Ein weiteres wichtiges Thema, das in der Studie angesprochen wird, ist das Fehlen eines rechtlichen Schutzes für islamische Seelsorger. Es wird empfohlen, ein Zeugnisverweigerungsrecht zu schaffen, das den islamischen Seelsorgern ähnliche Rechte wie christlichen Seelsorgern gewährt. Dies würde dazu beitragen, die rechtliche Basis ihrer Arbeit zu festigen und sie vor möglichen Repressalien zu schützen.

Die Studie bietet auch wertvolle Impulse zur Entwicklung von Mindeststandards für die Ausbildung und Weiterbildung von Seelsorgern, sowie zur genaueren Definition ihrer Aufgaben in Justizvollzugsanstalten. Ein weiterer kritischer Punkt ist die Frage der Finanzierung. Die dauerhafte Sicherstellung der Finanzierung durch die Haushaltsmittel der Länder ist noch unklar, was die langfristige Etablierung dieser wichtigen Dienstleistung gefährdet.

Prof. Dr. Bekim Agai, Direktor der AIWG, hebt hervor, dass an den Zentren für islamisch-theologische Studien in Tübingen und Osnabrück bereits etablierte Ausbildungsstrukturen existieren. Dennoch bleibt die Praxis der islamischen Gefängnisseelsorge oft ohne klar definiertes Berufsbild und verlässliche Beschäftigungsperspektiven. Um die Qualität der seelsorgerischen Praxis zu gewährleisten, ist es unabdingbar, den Absolventen Perspektiven zu bieten, die es ihnen ermöglichen, in diesem anspruchsvollen Berufsfeld Fuß zu fassen.

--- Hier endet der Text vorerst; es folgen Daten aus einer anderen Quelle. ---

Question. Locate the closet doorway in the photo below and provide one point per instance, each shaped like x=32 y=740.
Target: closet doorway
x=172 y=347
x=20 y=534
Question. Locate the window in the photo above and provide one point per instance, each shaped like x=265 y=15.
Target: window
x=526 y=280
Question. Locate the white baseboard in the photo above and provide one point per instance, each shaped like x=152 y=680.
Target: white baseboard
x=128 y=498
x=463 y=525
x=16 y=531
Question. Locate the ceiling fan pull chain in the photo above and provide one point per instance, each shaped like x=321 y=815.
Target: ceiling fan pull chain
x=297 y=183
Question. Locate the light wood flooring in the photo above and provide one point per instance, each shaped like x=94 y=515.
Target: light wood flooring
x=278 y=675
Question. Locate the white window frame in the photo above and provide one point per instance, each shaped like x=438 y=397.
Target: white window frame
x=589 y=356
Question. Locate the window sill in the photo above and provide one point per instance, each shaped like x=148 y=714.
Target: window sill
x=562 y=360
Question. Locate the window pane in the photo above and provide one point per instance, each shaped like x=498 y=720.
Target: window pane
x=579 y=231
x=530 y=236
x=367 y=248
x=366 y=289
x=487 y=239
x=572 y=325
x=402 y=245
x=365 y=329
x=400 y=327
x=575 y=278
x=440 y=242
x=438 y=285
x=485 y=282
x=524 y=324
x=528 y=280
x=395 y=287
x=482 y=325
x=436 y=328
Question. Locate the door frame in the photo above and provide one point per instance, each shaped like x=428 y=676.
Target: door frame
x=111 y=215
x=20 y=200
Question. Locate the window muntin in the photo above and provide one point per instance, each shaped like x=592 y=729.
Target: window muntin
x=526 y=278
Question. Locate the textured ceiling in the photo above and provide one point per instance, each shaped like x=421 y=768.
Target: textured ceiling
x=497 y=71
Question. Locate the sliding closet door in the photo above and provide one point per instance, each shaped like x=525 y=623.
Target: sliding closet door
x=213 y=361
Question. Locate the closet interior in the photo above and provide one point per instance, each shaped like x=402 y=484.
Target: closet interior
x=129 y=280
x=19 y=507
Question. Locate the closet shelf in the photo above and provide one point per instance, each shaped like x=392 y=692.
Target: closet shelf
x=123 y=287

Die Ergebnisse der AIWG-Studie sind auf der Homepage der Akademie kostenfrei abrufbar und bieten umfassende Einblicke in die aktuelle Situation der islamischen Gefängnisseelsorge in Deutschland. Die Arbeit von Dr. Jahn und der AIWG ist ein wichtiger Schritt in Richtung einer besseren Integration und Unterstützung muslimischer Gefangener und trägt dazu bei, die Herausforderungen im Justizvollzug konstruktiv anzugehen.